Clasicosis

Cine Clásico: 'Dos seductores' de medio pelo.

 

- Yo considero Beaumont sur Mer mi coto de caza privado y ese soldado era un cazador furtivo.

Ficha: Dos seductores

Al igual que ocurre en la maravillosa (aunque con terrible título en castellano) "Olvídate de mí" (Eternal sunshine of the spotless mind, 2004), hay veces que desearíamos poder borrar algo de nuestras mentes. Con películas suele pasar cuando alguna te enamora y querrías poder volver a verla por primera vez en más de una ocasión. Cuando un film no gusta, casi es mejor el invento de la máquina del tiempo que nos devuelva el par de horas que sentimos que hemos perdido (o nos han robado). Este film curiosamente me espanta pero no quiero que me devuelvan mi tiempo, lo que quiero es olvidar que la he visto.
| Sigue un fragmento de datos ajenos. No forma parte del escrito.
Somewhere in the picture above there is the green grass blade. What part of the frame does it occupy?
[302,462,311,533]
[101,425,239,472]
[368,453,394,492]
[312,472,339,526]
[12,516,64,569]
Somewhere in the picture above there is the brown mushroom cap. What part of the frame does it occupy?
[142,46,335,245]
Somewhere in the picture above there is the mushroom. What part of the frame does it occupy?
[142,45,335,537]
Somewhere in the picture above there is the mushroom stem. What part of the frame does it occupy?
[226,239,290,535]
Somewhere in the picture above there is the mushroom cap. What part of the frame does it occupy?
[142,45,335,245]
El principal atractivo de "Dos seductores" (Bedtime story, 1964) es ver a David Niven y especialmente a Marlon Brando en una comedia, aunque más que atractivo puede considerarse una trampa mortal. Posiblemente estoy siendo muy injusta, viendo ciertas webs de votaciones cinéfilas, la película no obtiene malas notas, yo por el contrario, no encuentro qué defender de ella. En 1988, Frank Oz realizó un remake llamado "Un par de seductores" (Dirty Rotten Scoundrels) con Michael Caine y Steve Martin que aún no he podido ver.

Fred ( Marlon Brando) y Lawrence (David Niven ) son dos conquistadores que se dedican a engatusar mujeres con muy diferentes artes. Cuando coinciden en la Costa Azul comparten técnicas y hasta planean pillerías juntos siempre sin dejar de lado algo de competitividad y zancadillas entre ellos. Su gran apuesta, el primero que consiga sacarle a Janet Walker (Shirley Jones) cierta cantidad de dinero gana.

El supuesto humor del film reside en las conversaciones ingeniosas entre dos tramposos, las trabas y puñaladas que se dan por la espalda o la absoluta falta de escrúpulos que tiene cuando el objetivo es derrotar al contrario. El papel de la mujer es básicamente vergonzoso. De las muchas mujeres que aparecen no hay ni una medianamente interesante. Todas están representadas como ingenuas, crédulas, con la cabeza hueca o simplemente clasificables bajo el tópico "de tan buena es tonta". El nivel de simpleza de los personajes es lo que más rabia da del film. Parece que no se tomaron la molestia de elaborar unos personajes a los que merezca la pena ver.

Los actores salen del paso como pueden, David Niven tiene una estupenda vis cómica que demostró en grandes películas como la genial (e imprescindible) "Un cadáver a los postres" (Murder by death, 1976), comedias románticas como "Mamá a la fuerza" (Bachelor mother, 1939), o simplemente da muestras de su fino humor inglés en infinidad papeles a lo largo de su carrera. En el caso de Marlon Brando, su paso por la comedia fue bastante más puntual. Tan sólo le he visto en este género en la floja despedida de Charles Chaplin del cine, "La condesa de Hong Kong" (A countess from Hong Kong, 1967). En este film su personaje usa siempre el mismo truco para engatusar a las mujeres, con lo que a la tercera vez deja de tener gracia y pasa a ser insoportable.

Con una dirección sin personalidad, un guion muy básico y unos personajes bastante olvidables, la sensación que deja la película es la de una tremenda decepción. Como decía en el primer párrafo, no quiero que me devuelvan el tiempo perdido, quiero que la borren de mi memoria. Sentarte con ilusión a ver un film de dos actores fantásticos y descubrir este despropósito es una experiencia por la que espero que ningún cinéfilo tenga que pasar.